Water in basements is always a problem with large amounts of rain and flooding. Water seeping through basement walls and floors is a common sight. When the soil surrounding a basement foundation wall is saturated or flooded with water, the pressure exerted against the soil side of the basement wall is increased. The pressure provides the force to encourage leakage through cracks, splices or at the connection of the foundation wall to the footing. The method of basement wall construction, whether reinforced poured concrete or blocks, has a large effect on how to handle basement water. An unreinforced block basement cannot stand very much pressure and will collapse quite easily. If a lot of water is seeping in, it may be better to let the basement flood. Remove or elevate any items that can be damaged.

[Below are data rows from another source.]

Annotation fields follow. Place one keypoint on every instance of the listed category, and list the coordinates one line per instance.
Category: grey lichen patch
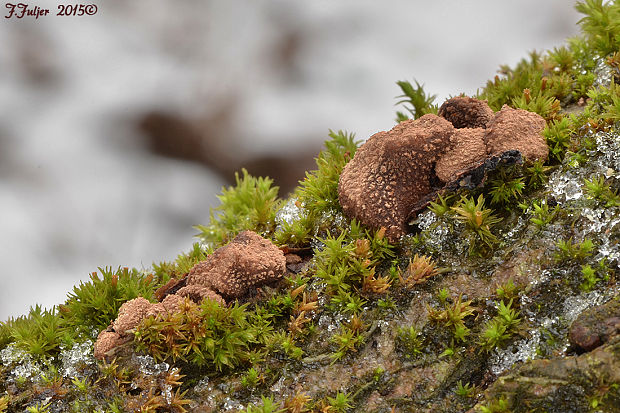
(392, 176)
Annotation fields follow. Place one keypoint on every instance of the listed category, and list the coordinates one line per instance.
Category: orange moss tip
(247, 261)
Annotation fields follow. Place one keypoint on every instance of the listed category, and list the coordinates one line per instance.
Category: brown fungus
(517, 129)
(392, 171)
(248, 261)
(396, 173)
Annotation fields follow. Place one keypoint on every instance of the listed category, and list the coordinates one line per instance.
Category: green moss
(93, 305)
(206, 335)
(317, 194)
(500, 328)
(40, 333)
(250, 205)
(415, 100)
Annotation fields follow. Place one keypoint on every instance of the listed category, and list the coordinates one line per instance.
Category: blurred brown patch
(210, 144)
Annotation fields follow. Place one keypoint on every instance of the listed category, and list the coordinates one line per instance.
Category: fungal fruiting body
(393, 172)
(247, 262)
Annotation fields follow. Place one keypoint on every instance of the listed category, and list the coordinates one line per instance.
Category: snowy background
(80, 183)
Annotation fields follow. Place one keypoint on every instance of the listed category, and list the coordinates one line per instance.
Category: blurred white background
(97, 110)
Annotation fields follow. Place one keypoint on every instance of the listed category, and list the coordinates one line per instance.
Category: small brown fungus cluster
(394, 174)
(247, 262)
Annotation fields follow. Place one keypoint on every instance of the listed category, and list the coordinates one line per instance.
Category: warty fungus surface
(394, 174)
(247, 262)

If it is possible, shut off electricity in a flooded basement, but don't do it standing in water. The electrical service panel is commonly in the basement and any shorted-out receptacles should trip the breakers. To shut off the electricity, use a dry, wooden stool that is higher than the water, wear rubber boots that aren't wet on the inside and wear rubber gloves. If this is not possible, have the power company cut the power if there is no shut-off outside the house.
If the basement is flooded with more than 6 inches of water, don't be in a big hurry to pump it out. More damage could be caused by pumping the water out too soon than by letting it remain. Water in the basement helps brace the walls against the extra pressure. If pumped too soon, floors may push up and walls cave in. Don't pump until water around the house recedes. Then pump out about one-third of the water each day and make sure it is well away from the house. Use a gasoline-powered pump or one connected to an outside line, not the house electrical system. While pumping out the dirty water, wash the walls with clean water and remove any mud while it is wet.
If water is leaking into a basement and the sump pump can keep up with it, some other precautions may be warranted. If the basement walls are cracked or weakened (out of plumb or bulging), it is recommended that braces or shoring be installed temporarily to reduce the possibility of collapse. Long poles, 6 inches or more in diameter, can be used horizontally to hold walls apart. A screw jack between one wall and the end of the pole can be used to put equal pressure on both walls. Depending on the length and condition of the wall, several braces may be necessary. One every 10 feet or so of wall length and about 4 feet up on the wall from the floor is suggested. Use a continuous large timber piece or other such device to spread the pressure from the pole to the wall. Otherwise, the pole could puncture the wall and cause more cracking.